Two significant development projects affecting downtown Eatonton and the Lake Oconee area appear to be near – but not yet at – the boiling point.
Both involve zoning decisions, but only one will likely come to some resolution in the next week or so.
The first – a possible buyer of the old Eatonton Hotel on South Madison Avenue, across from the courthouse – is on a fast track for a public hearing (and possible decision) – on July 17, during Eatonton City Council’s regularly scheduled mid-month meeting at the county commission offices.
The second started with a complex 220-page application involving 137 largely undeveloped acres, three investor groups, and eight properties between the Greensboro Highway and Old Phoenix Road. For unstated reasons, however, the developers are now seeking for that application to be withdrawn at Thursday night’s Putnam County Planning and Zoning Commission meeting.
Setting up the possible vote on the Eatonton Hotel property will be a review by the city’s planning and zoning commission at a called meeting at 6 p.m. Thursday, July 13, at The Hut, near downtown.
Publicly available details were skimpy over the July 4 weekend, especially as to the potential buyer or use. However, the Drew Company, acting as agent for the Putnam Development Authority (which currently holds title to the property), is seeking four variances from the city’s current zoning ordinance requirements: lot width, lot coverage by buildings, parking, and structure height.
The 102-year-old, three-story building is bordered by the Rice and Batchelor real estate/insurance building, the Farmers and Merchants Bank parking lot, and a bank exit onto Sumter Street.
As for the Greensboro Highway/Old Phoenix Road project, casual mentions of the coming of a grocery store for the Putnam side of the lake had been heard for several months.
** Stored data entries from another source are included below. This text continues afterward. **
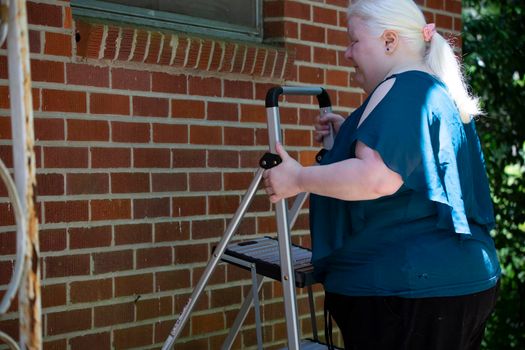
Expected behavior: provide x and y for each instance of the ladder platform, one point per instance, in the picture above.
(264, 253)
(313, 345)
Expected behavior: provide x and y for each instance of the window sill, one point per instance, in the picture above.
(116, 43)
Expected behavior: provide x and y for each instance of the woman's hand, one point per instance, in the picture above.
(322, 125)
(283, 181)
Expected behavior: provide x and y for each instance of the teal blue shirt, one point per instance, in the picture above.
(431, 237)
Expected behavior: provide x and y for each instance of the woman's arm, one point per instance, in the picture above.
(361, 178)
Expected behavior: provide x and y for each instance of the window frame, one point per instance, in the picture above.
(167, 20)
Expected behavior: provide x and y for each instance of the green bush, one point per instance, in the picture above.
(494, 57)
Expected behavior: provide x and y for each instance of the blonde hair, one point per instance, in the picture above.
(405, 17)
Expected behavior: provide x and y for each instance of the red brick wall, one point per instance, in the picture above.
(143, 153)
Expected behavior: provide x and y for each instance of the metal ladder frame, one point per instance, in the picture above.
(285, 221)
(22, 191)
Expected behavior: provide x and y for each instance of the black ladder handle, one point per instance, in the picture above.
(272, 96)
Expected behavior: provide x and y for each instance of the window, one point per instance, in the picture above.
(236, 19)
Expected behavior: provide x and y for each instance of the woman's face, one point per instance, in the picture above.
(367, 52)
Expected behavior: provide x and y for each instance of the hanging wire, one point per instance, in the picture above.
(20, 239)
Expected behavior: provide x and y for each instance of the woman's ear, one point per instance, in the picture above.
(391, 40)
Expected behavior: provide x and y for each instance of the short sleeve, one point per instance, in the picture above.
(417, 130)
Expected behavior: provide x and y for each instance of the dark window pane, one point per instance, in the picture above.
(239, 12)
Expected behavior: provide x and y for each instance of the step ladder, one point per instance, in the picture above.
(286, 268)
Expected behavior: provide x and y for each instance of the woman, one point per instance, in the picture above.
(400, 211)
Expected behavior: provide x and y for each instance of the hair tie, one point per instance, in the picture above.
(428, 31)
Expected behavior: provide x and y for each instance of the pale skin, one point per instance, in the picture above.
(365, 177)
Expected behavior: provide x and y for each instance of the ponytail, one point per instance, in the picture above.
(440, 58)
(407, 19)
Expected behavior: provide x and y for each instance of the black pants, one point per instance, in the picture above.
(393, 323)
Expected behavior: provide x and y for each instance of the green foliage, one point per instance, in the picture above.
(494, 49)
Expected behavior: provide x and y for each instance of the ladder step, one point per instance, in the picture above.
(264, 253)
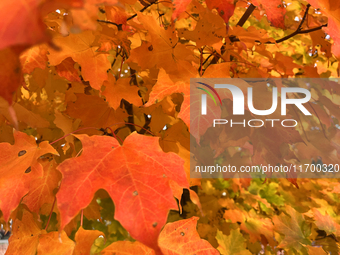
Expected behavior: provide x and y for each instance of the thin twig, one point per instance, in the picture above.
(133, 16)
(120, 26)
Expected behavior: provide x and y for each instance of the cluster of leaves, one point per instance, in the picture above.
(98, 92)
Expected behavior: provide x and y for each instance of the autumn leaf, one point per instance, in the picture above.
(115, 91)
(103, 156)
(181, 237)
(292, 227)
(232, 244)
(26, 240)
(179, 7)
(18, 166)
(94, 65)
(42, 188)
(225, 8)
(21, 23)
(332, 11)
(125, 247)
(84, 240)
(55, 243)
(275, 11)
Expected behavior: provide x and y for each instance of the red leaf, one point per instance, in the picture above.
(181, 238)
(136, 176)
(180, 7)
(18, 165)
(21, 23)
(225, 8)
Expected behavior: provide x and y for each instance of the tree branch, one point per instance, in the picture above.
(296, 32)
(300, 32)
(120, 26)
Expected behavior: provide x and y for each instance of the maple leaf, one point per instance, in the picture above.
(35, 57)
(21, 23)
(165, 87)
(332, 11)
(139, 188)
(181, 237)
(55, 243)
(232, 244)
(25, 240)
(275, 11)
(225, 8)
(42, 188)
(66, 69)
(84, 240)
(115, 91)
(180, 7)
(326, 223)
(18, 166)
(292, 228)
(165, 51)
(125, 247)
(94, 65)
(10, 74)
(95, 112)
(265, 148)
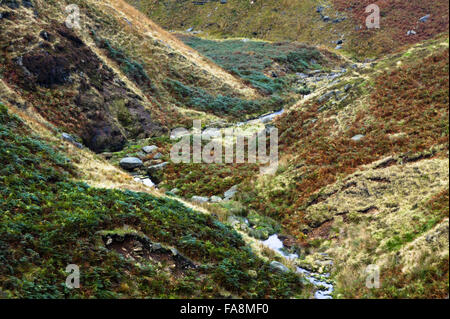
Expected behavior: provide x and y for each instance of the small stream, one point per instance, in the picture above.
(324, 288)
(262, 119)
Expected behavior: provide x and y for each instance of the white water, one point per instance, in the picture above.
(263, 119)
(324, 289)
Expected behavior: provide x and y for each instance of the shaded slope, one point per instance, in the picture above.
(51, 221)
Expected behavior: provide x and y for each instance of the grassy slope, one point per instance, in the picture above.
(49, 221)
(298, 20)
(133, 50)
(374, 214)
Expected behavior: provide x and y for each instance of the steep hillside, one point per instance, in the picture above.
(124, 242)
(87, 175)
(364, 175)
(320, 22)
(109, 81)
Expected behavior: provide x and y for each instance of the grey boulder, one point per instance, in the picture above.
(130, 163)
However, the vision for the area is much larger and completion would not be immediate, according to various points in the application (available at the county’s website, putnamcountyga.us, where a third of its 220 pages is taken up with a transportation study with six appendices, most usefully studied with patience, attention to detail, and a master’s degree in traffic engineering).
The purpose of the application was to change the commercial (C-1 and C-2) and agricultural (AG) zoning for the eight properties to Commercial-Planned Unit Development (C-PUD). The C-PUD zoning allows the flexibility for mixed commercial and various forms of residential development, plus open spaces – dubbed a “Town Center environment” in a letter of intent.
The development would proceed in phases, beginning with commercial developments on parcels nearest the two major roads. Residential uses would come toward the rear and would feature single-family homes, apartments and townhomes, sometimes sprinkled together. The largest single tract – 88 acres adjoining Lakeview Estates and the only one now zoned AG – would likely be the last developed. According to the application documents, a complete build-out of the whole project area is not expected until 2037.
Although eight parcels and three owners may seem a bit awkward for a conglomerate approach, Jerry Shaifer is at the center, either as part owner or as the managing member for Shaifer Partners, Piedmont Park Development Co., and Shaifer/Griffin. Shaifer has run the Piedmont Water Co. operations since its inception several decades ago.
Though not part of the project area, one of the application’s maps shows a water tank to be built on a small parcel off Old Phoenix Road a few hundred yards from the Harmony Road intersection.